Have you ever decided not to post your score after a workout because you had to scale or modify the movements? Do you feel that due to the scaling, you aren’t doing the “real” workout? Are you ready to start posting Rx times on the board? If you answered “Hell yeah.” to any of these questions, then this article is for you.
If you’ve made it this far and you’re still unaware as to what “Rx” even stands for, look no further than the heading above. Some athletes make going Rx look like a piece of cake, and some even scale up, making the workout more difficult than what was prescribed.
Are they doing something you’re not? Nope – they’ve just accumulated enough strength and skill work over time to be able to handle Rx workouts.
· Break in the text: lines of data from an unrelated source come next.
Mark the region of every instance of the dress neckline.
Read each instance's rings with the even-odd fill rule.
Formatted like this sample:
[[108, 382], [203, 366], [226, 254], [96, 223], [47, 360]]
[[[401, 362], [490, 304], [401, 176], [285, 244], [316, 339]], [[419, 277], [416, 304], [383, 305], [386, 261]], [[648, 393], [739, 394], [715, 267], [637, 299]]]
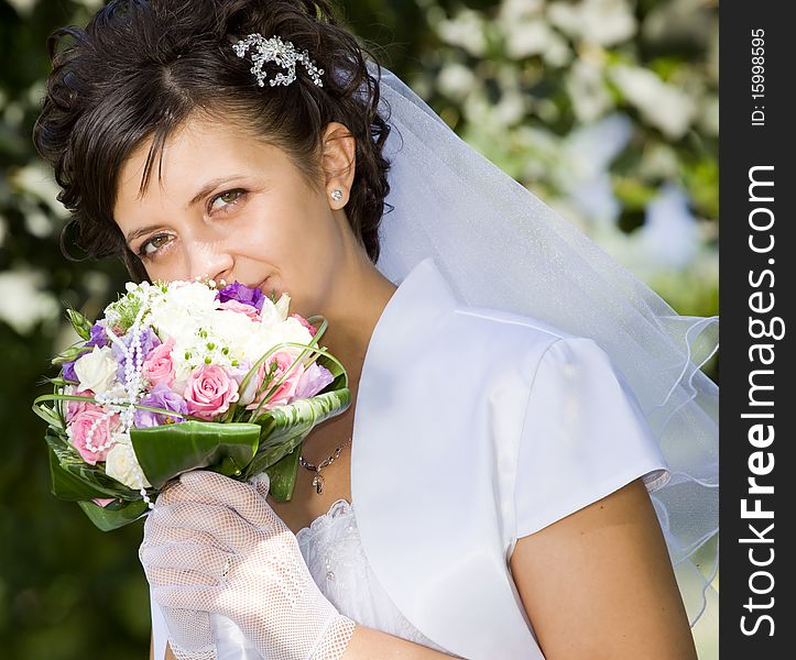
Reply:
[[349, 513], [352, 509], [353, 509], [353, 505], [350, 502], [348, 502], [348, 499], [346, 499], [345, 497], [340, 497], [339, 499], [336, 499], [335, 502], [331, 503], [331, 505], [329, 506], [329, 508], [326, 512], [324, 512], [317, 518], [312, 520], [309, 522], [309, 525], [307, 525], [306, 527], [302, 527], [296, 532], [296, 538], [297, 539], [303, 538], [303, 537], [307, 536], [308, 534], [317, 532], [320, 528], [323, 528], [325, 526], [325, 524], [330, 518], [337, 518], [338, 516], [340, 516], [345, 513]]
[[[423, 279], [428, 279], [429, 275], [427, 272], [435, 272], [436, 271], [436, 264], [434, 263], [434, 260], [430, 256], [425, 257], [421, 262], [416, 263], [412, 270], [404, 276], [404, 278], [396, 285], [395, 290], [393, 292], [390, 299], [386, 301], [386, 305], [381, 311], [381, 315], [379, 315], [379, 319], [375, 322], [375, 326], [373, 326], [373, 331], [371, 332], [370, 340], [368, 341], [368, 348], [364, 352], [364, 360], [362, 361], [362, 372], [360, 374], [360, 383], [364, 380], [364, 375], [369, 370], [370, 362], [373, 361], [371, 358], [370, 362], [368, 360], [369, 354], [373, 351], [371, 350], [371, 346], [374, 342], [380, 341], [380, 332], [382, 331], [382, 326], [386, 323], [385, 318], [391, 316], [392, 308], [401, 306], [404, 304], [403, 299], [404, 297], [411, 297], [416, 293], [416, 290], [413, 290], [412, 287], [419, 287], [423, 284]], [[417, 282], [415, 284], [415, 280]], [[393, 283], [394, 284], [394, 283]], [[388, 314], [390, 311], [390, 314]], [[349, 481], [351, 484], [353, 484], [355, 480], [355, 452], [357, 448], [357, 438], [359, 437], [358, 429], [361, 426], [361, 422], [359, 422], [359, 411], [360, 407], [357, 406], [353, 413], [353, 421], [351, 425], [351, 451], [350, 451], [350, 459], [349, 459], [349, 465], [348, 465], [348, 472], [349, 472]], [[353, 499], [353, 485], [351, 486], [351, 499]], [[345, 498], [339, 498], [331, 503], [331, 506], [323, 514], [320, 514], [317, 518], [315, 518], [308, 526], [302, 527], [297, 532], [296, 537], [301, 534], [302, 536], [305, 536], [308, 531], [314, 531], [317, 529], [321, 522], [329, 517], [332, 516], [332, 514], [336, 513], [336, 510], [339, 510], [344, 508], [342, 505], [338, 506], [339, 503], [345, 503], [345, 505], [348, 505], [345, 507], [346, 509], [350, 508], [352, 505], [350, 502], [348, 502]], [[336, 509], [337, 507], [337, 509]]]

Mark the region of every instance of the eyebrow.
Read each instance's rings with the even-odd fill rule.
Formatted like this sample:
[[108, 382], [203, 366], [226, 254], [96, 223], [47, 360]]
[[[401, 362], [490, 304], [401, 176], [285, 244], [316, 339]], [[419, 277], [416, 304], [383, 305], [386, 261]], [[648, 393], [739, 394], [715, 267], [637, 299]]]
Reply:
[[218, 178], [210, 179], [207, 182], [201, 189], [194, 196], [194, 198], [187, 204], [185, 207], [190, 208], [196, 202], [198, 202], [203, 197], [207, 197], [210, 193], [212, 193], [216, 188], [221, 186], [222, 184], [226, 184], [227, 182], [231, 182], [238, 178], [243, 178], [244, 175], [242, 174], [231, 174], [229, 176], [219, 176]]
[[[244, 175], [242, 174], [232, 174], [230, 176], [220, 176], [215, 179], [210, 179], [207, 182], [199, 191], [194, 195], [194, 198], [185, 206], [186, 209], [189, 209], [192, 206], [199, 202], [204, 197], [207, 197], [210, 193], [212, 193], [216, 188], [221, 186], [222, 184], [226, 184], [227, 182], [231, 182], [238, 178], [243, 178]], [[142, 237], [144, 234], [148, 234], [151, 231], [154, 231], [155, 229], [159, 229], [160, 224], [149, 224], [148, 227], [142, 227], [141, 229], [135, 229], [131, 231], [129, 234], [127, 234], [127, 242], [130, 244], [132, 241], [138, 239], [139, 237]]]

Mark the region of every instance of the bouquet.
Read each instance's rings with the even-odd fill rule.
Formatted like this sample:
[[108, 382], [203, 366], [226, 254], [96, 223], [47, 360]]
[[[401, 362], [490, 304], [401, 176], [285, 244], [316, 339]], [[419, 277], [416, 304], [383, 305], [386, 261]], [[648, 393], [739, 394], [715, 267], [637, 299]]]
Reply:
[[100, 529], [200, 468], [241, 481], [265, 471], [287, 501], [302, 441], [350, 405], [345, 367], [318, 345], [326, 319], [288, 315], [286, 293], [220, 284], [128, 283], [95, 323], [67, 312], [80, 342], [53, 360], [54, 393], [33, 409], [53, 494]]

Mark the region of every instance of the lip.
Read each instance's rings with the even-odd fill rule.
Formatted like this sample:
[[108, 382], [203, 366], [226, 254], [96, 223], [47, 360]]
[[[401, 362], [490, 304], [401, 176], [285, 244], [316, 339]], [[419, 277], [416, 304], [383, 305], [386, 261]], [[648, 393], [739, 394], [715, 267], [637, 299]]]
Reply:
[[265, 294], [266, 296], [270, 296], [271, 292], [266, 288], [270, 279], [271, 279], [271, 275], [269, 275], [265, 279], [263, 279], [260, 284], [258, 284], [253, 288], [259, 288], [263, 294]]

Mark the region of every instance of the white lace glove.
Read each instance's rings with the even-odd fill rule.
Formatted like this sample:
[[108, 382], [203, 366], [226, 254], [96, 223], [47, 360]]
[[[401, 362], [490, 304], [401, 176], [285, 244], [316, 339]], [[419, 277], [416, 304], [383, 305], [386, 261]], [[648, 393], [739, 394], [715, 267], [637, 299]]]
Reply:
[[269, 660], [336, 660], [355, 622], [320, 593], [298, 541], [254, 485], [183, 474], [157, 498], [139, 550], [179, 660], [216, 658], [210, 615], [230, 618]]

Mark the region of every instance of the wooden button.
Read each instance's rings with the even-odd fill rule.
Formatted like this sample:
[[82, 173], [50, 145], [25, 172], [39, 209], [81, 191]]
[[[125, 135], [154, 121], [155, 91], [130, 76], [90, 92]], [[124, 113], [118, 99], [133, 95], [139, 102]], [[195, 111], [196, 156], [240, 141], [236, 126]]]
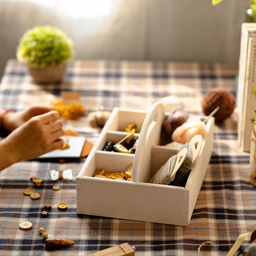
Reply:
[[132, 177], [132, 172], [131, 171], [126, 171], [125, 172], [125, 175], [129, 178], [131, 178]]
[[108, 174], [107, 174], [105, 176], [105, 177], [107, 179], [112, 179], [112, 174], [113, 174], [112, 173], [109, 173]]
[[60, 188], [60, 186], [58, 186], [57, 185], [55, 185], [53, 187], [53, 189], [54, 190], [58, 190]]
[[94, 176], [94, 177], [95, 178], [103, 178], [103, 179], [107, 179], [106, 176], [104, 176], [104, 175], [95, 175]]
[[112, 174], [112, 173], [114, 173], [114, 172], [113, 171], [105, 171], [105, 173], [104, 174], [104, 176], [105, 176], [107, 174], [109, 174], [110, 173]]
[[48, 238], [48, 234], [46, 232], [44, 232], [42, 234], [42, 236], [43, 238], [45, 238], [46, 239]]
[[122, 179], [124, 178], [124, 176], [119, 172], [115, 172], [115, 173], [112, 174], [111, 177], [114, 180], [116, 179], [119, 178], [121, 178]]
[[35, 193], [35, 190], [33, 188], [26, 188], [23, 191], [23, 193], [25, 196], [30, 196], [33, 193]]
[[127, 170], [126, 170], [127, 171], [130, 171], [132, 172], [132, 164], [131, 164], [127, 167]]
[[31, 229], [32, 226], [32, 223], [29, 221], [24, 221], [23, 222], [21, 222], [19, 225], [19, 227], [21, 229], [26, 230]]
[[40, 227], [39, 229], [38, 230], [38, 232], [40, 234], [43, 234], [44, 232], [44, 229], [43, 227]]
[[34, 183], [42, 183], [43, 182], [43, 180], [42, 179], [39, 179], [38, 178], [34, 178], [32, 180], [32, 181]]
[[129, 151], [123, 145], [121, 144], [117, 144], [114, 146], [114, 148], [115, 151], [119, 152], [120, 153], [126, 153], [129, 154]]
[[96, 175], [103, 175], [105, 173], [105, 170], [103, 169], [100, 169], [97, 170], [93, 174], [93, 177], [95, 177]]
[[33, 199], [38, 199], [40, 198], [40, 194], [38, 193], [33, 193], [30, 195], [30, 197]]
[[65, 210], [68, 208], [68, 205], [65, 203], [60, 203], [58, 205], [58, 208], [60, 210]]
[[41, 212], [41, 214], [43, 215], [43, 216], [47, 216], [49, 213], [48, 212], [46, 212], [46, 211], [44, 211], [43, 212]]
[[124, 171], [120, 171], [120, 173], [121, 173], [122, 175], [123, 175], [124, 177], [125, 177], [125, 174]]

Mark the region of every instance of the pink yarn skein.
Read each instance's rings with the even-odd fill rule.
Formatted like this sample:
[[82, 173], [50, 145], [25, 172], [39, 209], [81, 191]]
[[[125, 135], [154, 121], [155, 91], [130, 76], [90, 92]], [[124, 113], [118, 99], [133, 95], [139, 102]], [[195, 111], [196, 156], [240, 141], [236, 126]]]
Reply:
[[186, 122], [188, 118], [188, 114], [180, 106], [174, 107], [163, 122], [164, 130], [170, 137], [174, 130]]

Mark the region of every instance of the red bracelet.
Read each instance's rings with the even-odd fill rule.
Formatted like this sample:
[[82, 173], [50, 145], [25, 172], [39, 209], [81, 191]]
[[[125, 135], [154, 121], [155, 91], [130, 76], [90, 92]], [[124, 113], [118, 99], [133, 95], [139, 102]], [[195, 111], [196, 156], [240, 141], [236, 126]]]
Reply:
[[3, 119], [4, 116], [10, 111], [10, 109], [7, 109], [5, 110], [2, 114], [0, 115], [0, 128], [2, 129], [4, 129], [4, 127], [3, 126]]

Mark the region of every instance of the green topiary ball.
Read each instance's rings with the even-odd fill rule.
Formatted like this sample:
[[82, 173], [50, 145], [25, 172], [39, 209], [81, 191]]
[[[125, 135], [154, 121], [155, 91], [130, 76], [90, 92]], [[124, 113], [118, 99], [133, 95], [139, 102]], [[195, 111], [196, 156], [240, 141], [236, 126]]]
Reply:
[[27, 30], [16, 52], [18, 60], [30, 66], [61, 64], [74, 55], [72, 40], [62, 30], [49, 25]]

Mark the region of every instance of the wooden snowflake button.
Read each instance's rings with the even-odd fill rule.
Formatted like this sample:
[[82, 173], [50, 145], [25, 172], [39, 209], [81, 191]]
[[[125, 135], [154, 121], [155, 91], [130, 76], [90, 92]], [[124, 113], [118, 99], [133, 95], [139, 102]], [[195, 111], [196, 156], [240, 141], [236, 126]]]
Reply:
[[47, 216], [49, 213], [48, 212], [46, 212], [46, 211], [44, 211], [43, 212], [41, 212], [41, 214], [43, 216]]

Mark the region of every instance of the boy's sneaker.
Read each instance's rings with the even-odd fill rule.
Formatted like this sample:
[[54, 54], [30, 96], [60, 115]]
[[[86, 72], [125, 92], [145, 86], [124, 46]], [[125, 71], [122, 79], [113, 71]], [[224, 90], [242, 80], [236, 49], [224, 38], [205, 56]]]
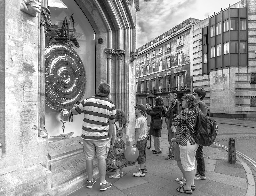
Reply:
[[106, 184], [103, 184], [102, 183], [101, 185], [100, 185], [100, 190], [105, 191], [107, 190], [109, 188], [111, 187], [112, 184], [110, 182], [108, 182], [106, 180]]
[[92, 180], [91, 182], [89, 182], [89, 180], [87, 180], [87, 185], [86, 186], [86, 188], [92, 188], [92, 185], [95, 184], [96, 182], [96, 180], [94, 177], [92, 177]]
[[[140, 168], [139, 168], [139, 171], [140, 170]], [[147, 171], [147, 169], [144, 169], [144, 173], [148, 173], [148, 171]]]
[[145, 177], [145, 174], [142, 174], [140, 171], [139, 171], [137, 173], [132, 174], [132, 176], [134, 176], [134, 177]]

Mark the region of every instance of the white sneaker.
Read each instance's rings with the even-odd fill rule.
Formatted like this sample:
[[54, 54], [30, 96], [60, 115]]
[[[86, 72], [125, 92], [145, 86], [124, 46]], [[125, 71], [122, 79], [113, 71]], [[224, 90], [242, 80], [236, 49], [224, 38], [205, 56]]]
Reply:
[[134, 177], [145, 177], [145, 174], [142, 174], [140, 171], [136, 173], [132, 174], [132, 176]]

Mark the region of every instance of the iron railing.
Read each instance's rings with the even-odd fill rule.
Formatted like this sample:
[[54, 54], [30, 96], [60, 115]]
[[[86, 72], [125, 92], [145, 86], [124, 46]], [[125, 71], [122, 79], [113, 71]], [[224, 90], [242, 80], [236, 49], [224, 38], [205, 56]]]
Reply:
[[190, 85], [185, 85], [185, 86], [181, 86], [180, 87], [158, 88], [154, 90], [151, 89], [146, 91], [138, 91], [136, 92], [136, 94], [140, 95], [146, 94], [147, 94], [165, 93], [172, 93], [180, 91], [190, 91]]

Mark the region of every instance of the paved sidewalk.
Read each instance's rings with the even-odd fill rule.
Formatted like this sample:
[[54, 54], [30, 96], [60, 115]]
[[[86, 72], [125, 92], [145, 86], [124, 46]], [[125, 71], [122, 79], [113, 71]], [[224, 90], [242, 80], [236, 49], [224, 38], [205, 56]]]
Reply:
[[[161, 137], [162, 153], [153, 154], [154, 143], [150, 149], [147, 149], [147, 168], [145, 177], [136, 177], [132, 173], [137, 172], [137, 164], [124, 169], [124, 177], [120, 179], [110, 179], [108, 173], [106, 179], [112, 183], [112, 186], [106, 191], [100, 192], [99, 179], [92, 189], [85, 186], [70, 196], [109, 195], [111, 196], [184, 195], [176, 191], [179, 185], [174, 179], [181, 176], [182, 173], [175, 161], [166, 161], [168, 155], [169, 143], [167, 129], [163, 128]], [[195, 181], [196, 190], [192, 195], [215, 196], [254, 196], [255, 186], [252, 172], [247, 165], [237, 157], [234, 164], [228, 161], [228, 152], [220, 147], [213, 145], [204, 147], [205, 163], [205, 180]], [[239, 161], [240, 160], [240, 161]], [[241, 162], [242, 162], [242, 163]]]

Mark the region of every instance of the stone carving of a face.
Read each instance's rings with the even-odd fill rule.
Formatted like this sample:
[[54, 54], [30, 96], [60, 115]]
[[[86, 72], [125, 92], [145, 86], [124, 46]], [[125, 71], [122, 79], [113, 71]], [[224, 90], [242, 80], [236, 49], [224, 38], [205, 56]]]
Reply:
[[36, 17], [37, 13], [41, 12], [41, 0], [25, 0], [21, 3], [20, 9]]

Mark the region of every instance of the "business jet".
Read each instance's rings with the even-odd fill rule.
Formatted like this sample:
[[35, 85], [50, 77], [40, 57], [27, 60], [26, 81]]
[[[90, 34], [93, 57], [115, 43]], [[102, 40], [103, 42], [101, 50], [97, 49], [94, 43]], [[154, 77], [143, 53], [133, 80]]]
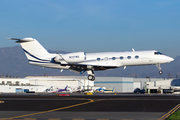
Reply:
[[16, 39], [25, 52], [29, 64], [41, 67], [71, 70], [77, 73], [87, 72], [88, 80], [94, 81], [94, 71], [109, 70], [126, 66], [156, 65], [159, 74], [162, 74], [160, 64], [169, 63], [174, 59], [158, 51], [135, 51], [130, 52], [101, 52], [86, 53], [74, 52], [67, 54], [52, 54], [36, 40], [31, 37]]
If you’d like to start going Rx on your WODs, you need to:
Practice your skills
Stop going Rx
You can, and will, Rx. Here’s how.
Stop “Saving it for the WOD”
Most gyms have figured it out; you can’t JUST do WODs (see: metcons) all the time without any separate, dedicated strength training, and expect to see continued progress. You frequently see cross training facilities, or people who choose to engage in mixed-mode training, do some sort of strength work prior to their metcon. This is a good idea!
A problem arises though, when the athlete decides not to put their all into the strength training component of the workout because they are “saving it for the WOD.”
This is a big mistake, because the stronger you are, the easier the WOD will be. Let’s look at the WOD “Fran” for example. Fran Rx’d is 21-15-9 reps of thrusters and pull-ups at 95 lbs. for men, and 65 lbs. for women. If you can front squat 225 lbs. for 5 reps, then doing 95 lbs. thrusters for 45 reps is going to feel much easier for you compared to the athlete whose 5 rep max front squat is 110 lbs.
All too often, I’ll hear an athlete say they don’t want to lift heavy during their strength workout so they’ll be fresh for the WOD. This idea actually does seem pretty intuitive at first; however, it isn’t going to dramatically affect your performance during the WOD (if at all) and will only slow down your overall progression towards going Rx.
While you most certainly can and become stronger by prioritizing the WOD, that isn’t the goal. The primary role of the WOD is metabolic conditioning – not strength accumulation. The time and place to increase strength is during separate, dedicated strength training.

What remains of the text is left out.